週末,ノート指導の歴史を知りたくて,1950年代のノート指導の本を探して読んだ。
ノート指導本としての特徴は何か?
今回手にした長田和雄(ながたかずお)の『国語ノートの指導』は,興味深いことに,大村はま同様,「とじ込み式ノート」の実践について書かれている。同時代の教員ということで,他の文献も調べてみると大村はまと同じ研究雑誌で実践研究を書いている。
他のノート指導に関する実践記録と同様,ノートの価値やノートの体裁,ノートの内容に触れているのはもちろんなのだが,当時の受け持ちの生徒たちにノートに対する意識調査を行っている点と,生徒の具体的な記述が書かれている点が興味深い。
長田実践と今の実践とのつながりはどこにあるか?
長田先生も,この時代の教師として「単元学習」にがっちり取り組まれているのが実践から分かるのだが,継続したノート指導や質を高めるための集団での取り組みなど,現在でもノート指導の工夫として挙げられることが,すでにこの本に紹介されている。
グループ単位でノート指導をしている例については,協同学習の芽が見られるし,ノートを介した個別の面談の実施については,ポートフォリオ評価の実践としても捉えられる。
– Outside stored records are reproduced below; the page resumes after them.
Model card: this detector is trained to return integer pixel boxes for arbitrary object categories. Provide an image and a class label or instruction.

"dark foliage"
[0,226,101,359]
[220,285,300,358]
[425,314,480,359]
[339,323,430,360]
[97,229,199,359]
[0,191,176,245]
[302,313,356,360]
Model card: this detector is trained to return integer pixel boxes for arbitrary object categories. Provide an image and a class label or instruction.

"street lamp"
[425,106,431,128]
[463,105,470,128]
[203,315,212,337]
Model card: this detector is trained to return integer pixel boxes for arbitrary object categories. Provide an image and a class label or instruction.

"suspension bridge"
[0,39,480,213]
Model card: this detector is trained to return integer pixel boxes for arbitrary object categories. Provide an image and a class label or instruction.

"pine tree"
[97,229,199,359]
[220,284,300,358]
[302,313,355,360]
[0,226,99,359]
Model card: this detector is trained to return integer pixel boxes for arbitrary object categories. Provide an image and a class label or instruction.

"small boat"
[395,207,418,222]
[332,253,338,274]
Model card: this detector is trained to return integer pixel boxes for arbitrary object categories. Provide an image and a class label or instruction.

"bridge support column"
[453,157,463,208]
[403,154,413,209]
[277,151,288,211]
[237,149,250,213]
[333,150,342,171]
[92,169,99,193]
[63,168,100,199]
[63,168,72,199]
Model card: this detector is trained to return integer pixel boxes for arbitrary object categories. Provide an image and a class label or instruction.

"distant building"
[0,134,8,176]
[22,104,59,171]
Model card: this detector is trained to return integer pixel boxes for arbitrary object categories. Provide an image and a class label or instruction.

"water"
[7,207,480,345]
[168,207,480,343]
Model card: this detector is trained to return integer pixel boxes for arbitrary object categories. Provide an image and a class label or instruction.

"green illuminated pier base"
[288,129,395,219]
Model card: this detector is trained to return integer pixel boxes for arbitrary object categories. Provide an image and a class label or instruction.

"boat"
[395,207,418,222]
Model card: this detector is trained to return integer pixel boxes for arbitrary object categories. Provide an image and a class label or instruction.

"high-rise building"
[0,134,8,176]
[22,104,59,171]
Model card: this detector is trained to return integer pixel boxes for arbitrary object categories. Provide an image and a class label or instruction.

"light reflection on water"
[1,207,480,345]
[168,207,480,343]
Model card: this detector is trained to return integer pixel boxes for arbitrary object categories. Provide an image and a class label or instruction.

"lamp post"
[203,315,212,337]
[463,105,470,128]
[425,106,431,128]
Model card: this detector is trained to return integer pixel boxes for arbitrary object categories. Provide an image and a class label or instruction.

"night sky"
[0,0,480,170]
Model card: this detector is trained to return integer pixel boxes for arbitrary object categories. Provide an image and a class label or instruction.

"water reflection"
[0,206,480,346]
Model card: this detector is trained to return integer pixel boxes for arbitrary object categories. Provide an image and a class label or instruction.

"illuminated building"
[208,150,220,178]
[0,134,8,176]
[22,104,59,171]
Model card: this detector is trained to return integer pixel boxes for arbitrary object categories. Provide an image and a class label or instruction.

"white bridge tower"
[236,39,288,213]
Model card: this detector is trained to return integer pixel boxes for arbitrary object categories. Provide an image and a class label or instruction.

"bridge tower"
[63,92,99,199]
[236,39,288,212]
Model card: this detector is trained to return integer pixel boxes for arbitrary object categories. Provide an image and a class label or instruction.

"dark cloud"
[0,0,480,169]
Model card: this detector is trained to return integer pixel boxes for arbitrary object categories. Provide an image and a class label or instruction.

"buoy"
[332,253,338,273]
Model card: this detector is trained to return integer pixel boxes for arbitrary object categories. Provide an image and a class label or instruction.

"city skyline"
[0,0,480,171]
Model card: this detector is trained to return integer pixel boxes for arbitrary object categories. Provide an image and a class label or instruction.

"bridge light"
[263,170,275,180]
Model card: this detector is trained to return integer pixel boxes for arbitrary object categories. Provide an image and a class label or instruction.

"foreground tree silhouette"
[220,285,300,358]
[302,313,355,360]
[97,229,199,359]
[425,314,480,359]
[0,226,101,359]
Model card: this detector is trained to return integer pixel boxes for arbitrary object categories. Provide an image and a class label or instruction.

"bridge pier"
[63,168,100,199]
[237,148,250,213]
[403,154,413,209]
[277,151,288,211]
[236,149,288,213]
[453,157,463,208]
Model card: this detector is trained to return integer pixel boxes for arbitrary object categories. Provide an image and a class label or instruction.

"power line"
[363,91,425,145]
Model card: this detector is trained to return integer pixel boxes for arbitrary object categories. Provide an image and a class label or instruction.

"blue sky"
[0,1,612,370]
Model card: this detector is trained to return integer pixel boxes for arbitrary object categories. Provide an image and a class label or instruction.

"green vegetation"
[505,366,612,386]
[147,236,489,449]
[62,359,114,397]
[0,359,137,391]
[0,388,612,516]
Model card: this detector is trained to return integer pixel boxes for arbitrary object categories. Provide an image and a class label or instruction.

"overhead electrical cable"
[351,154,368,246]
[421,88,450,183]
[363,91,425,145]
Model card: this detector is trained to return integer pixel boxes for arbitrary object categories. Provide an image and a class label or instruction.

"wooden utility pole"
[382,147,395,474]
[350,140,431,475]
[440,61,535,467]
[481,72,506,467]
すでに,これだけの実践群がノート指導に関して見られることに,ただただ脱帽である。
私たちは,まだまだ過去の実践に学ぶことがある。
長田実践を受けて,今,私たちが学べることは?
では,こうした実践例を受けて,今,さらに学習者にとって価値あるノートの活用となるにはどうしたらいいのだろうか。
まず,当時と比べて国語の時間は圧倒的に少ない。索引まで作成していた当時の中学生たちと今の中学生では,これだけ豊かな活動を組むだけの時間も意欲もないのかもしれない。
また,IC T活用の流れもあって,紙の束を見直すことも,今は課題となっている。
私たちは何を選択すべきか。
安易な取捨選択にならないように,過去との対話がもっと必要なのかもしれない。
次へ進むべき道筋を自分たちで見つけるために,実践史を引き続き読み続けようと思う。